Ich habe die maxxis auch schnell ausgetauscht. Aber nur für die trails. Park fahre ich die maxxis gerne wegen dem Grip. Aber ich hatte den dhf auch hinten aber eher wegen des fehlenden Wissens.


----------



## Guerill0 (28. Juli 2014)

Hab exakt selbiges Rollverhalten festgestellt. 
Dazu kommt noch die "entspannte" Geo, bei der man schon leicht "von hinten" tritt und weniger Vortrieb erzeugt. 
Fahr nun in heimischen Gefilden am HR nun das Gegenteil zum Minion, den Larsen TT in 2,35 als Drahtreifen.


----------



## Machinehead (28. Juli 2014)

Hallo zusammen,
ich hatte auch das Gefühl mit dem DHF SuperTacky auf dem Hinterrad nicht vorwärts zu kommen.Ist für Touren einfach zu griffig.
Ich habe mich nun für einen Ibex 2,4 FRC120 entschieden.Rollt gut ist leicht.Selbst nach 4 Tagen Portes du Soleil mit ordentlich schlamm noch gut fahrbar.Der Highroller 2 am Vorderrad finde ich auch super.
gruß
Michael

p.s. war bei eurem Bike echt ein 2,5er Highroller2 ST dran?Bei mir ist es nur ein 2,4er ohne ST aufgedruckt


----------



## DiscoDuDe (28. Juli 2014)

So mal kurz zu den Reifen eine kleine History!

Vor gut 10 Jahren oder mehr brachte Maxxis eben den Mionion DHF und DHR raus, da aber der Minion DhR eigentlich müll war und ein DHF am HR teils besser war als ein DHR fuhren halt viele beim DH vorne und hinten den DHF bis zum erscheinen des DHR2. Fand den DHF in 60a hinten vom rollverhalten minimal bzw gleich gut wie einen DHR2


----------



## Darkwingduck (28. Juli 2014)

@Machinehead: Laut MAXXIS gibt es überhaupt keinen Highroller 2 in 2.5, nur 2.4. Ist bestimmt wieder ein Fehler von Canyon.

Also gut, anscheinend bin ich nicht der einzige dem es so geht.

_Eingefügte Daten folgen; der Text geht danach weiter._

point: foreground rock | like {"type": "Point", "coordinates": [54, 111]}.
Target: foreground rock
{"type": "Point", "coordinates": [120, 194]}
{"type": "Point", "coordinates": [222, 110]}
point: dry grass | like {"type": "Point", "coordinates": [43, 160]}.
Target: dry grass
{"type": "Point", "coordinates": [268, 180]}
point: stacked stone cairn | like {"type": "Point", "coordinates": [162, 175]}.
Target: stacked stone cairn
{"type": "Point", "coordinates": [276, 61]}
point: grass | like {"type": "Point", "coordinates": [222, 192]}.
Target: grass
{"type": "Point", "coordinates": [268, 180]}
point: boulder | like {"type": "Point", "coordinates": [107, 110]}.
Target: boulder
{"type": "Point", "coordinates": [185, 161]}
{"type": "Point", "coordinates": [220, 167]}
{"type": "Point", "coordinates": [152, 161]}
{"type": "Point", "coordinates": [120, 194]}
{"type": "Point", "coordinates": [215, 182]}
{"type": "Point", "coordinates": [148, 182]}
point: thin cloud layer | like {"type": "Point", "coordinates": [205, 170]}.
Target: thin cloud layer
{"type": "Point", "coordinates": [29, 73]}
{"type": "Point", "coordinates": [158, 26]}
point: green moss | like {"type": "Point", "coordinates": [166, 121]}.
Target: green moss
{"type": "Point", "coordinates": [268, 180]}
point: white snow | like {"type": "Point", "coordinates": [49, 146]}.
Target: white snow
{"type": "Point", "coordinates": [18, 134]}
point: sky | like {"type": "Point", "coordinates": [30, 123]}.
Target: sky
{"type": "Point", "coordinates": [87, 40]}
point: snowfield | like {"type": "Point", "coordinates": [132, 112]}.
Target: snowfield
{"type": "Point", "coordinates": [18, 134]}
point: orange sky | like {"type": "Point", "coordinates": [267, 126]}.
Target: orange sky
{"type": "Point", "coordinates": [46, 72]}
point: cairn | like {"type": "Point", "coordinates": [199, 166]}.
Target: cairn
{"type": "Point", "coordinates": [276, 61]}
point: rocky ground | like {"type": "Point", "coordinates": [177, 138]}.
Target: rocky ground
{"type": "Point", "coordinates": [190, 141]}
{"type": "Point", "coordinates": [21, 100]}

Da muss wohl ein neuer Reifen für hinten her.
welchen würdet ihr vom Rollwiederstand auf Asphalt her empfehlen. (den dhf behalte ich natürlich, wenns mal mit dem auto zum trail geht  )
Nobby Nic
Hans Dampf TS
Muddy Mary Pacestar
2.4er Ardent
Ibex 2,4 FRC120
oder irgent was ganz anderes?


----------



## Machinehead (29. Juli 2014)

Also ich bin mittlerweile etwas entäuscht von der Haltbarkeit der Schwalbe Reifen.Hatte am alten Bike ein Fat ALbert der schon nach einer halben Saison schon deutliche Flankenabriebe im Mittelprofil zeigte.(Haifischflosse).Vorne hatte ich damals den Onza Ibex 2,4 FRC120.Der ist ein super Tourenreifen und hält auch noch bei nassem leicht rutschigem Untergrund noch ausreichend gut am Vorderrad.
Nun hab ich ihn testweise am Hinterrad montiert und bin bisher sehr zufrieden.Komplett Ibex vorne hinten wären immerhin 400gr Unterschied zu der Maxxis Kombi.Der Ibex ist leider überall ausverkauft in der Version!
gruß
michael


----------



## Darkwingduck (2. August 2014)

So, hier ein kleines Update:
Ich habe jetzt hinten den Hans Dampf evo in Pace Star Compound draufgebaut. Ist schon ein ziemlicher Unterschied wie das bike jetzt vorwärts geht. Nur die Montage war ein Kampf, hatte schon befürchtet die sunringle Felgen wären irgendwie inkompatibel zu dem Reifen 

Jetzt spiel ich schon mit dem Gedanken auch noch den vorderen Reifen (highroller II) zu wechseln. Macht das überhaupt sinn? hat das VR überhaupt spürbaren Einfluss auf den Rollwiederstand? Oder wird der Unterschied eher homöopatisch?

Cheers


----------



## MTB-News.de




----------



## Diesti (3. August 2014)

Nico Laus schrieb:


> Hat hier noch jemand Probleme mit einer sich immer wieder verstellenden Gangschaltung? Grund des Übels ist ein lockeres Schaltauge. Die Bohrung im Rahmen, die als Aufnahme für das Schaltauge dient, ist etwas zu groß.  Dadurch kann sich das Schaltauge unter Last um 2-3° verdrehen und nervt dann mit schlechter Schaltperformance.
> 
> Wenn es ein Fertigungsproblem am Rahmen ist, dürfte es bestimmt mehrere Bikes betreffen.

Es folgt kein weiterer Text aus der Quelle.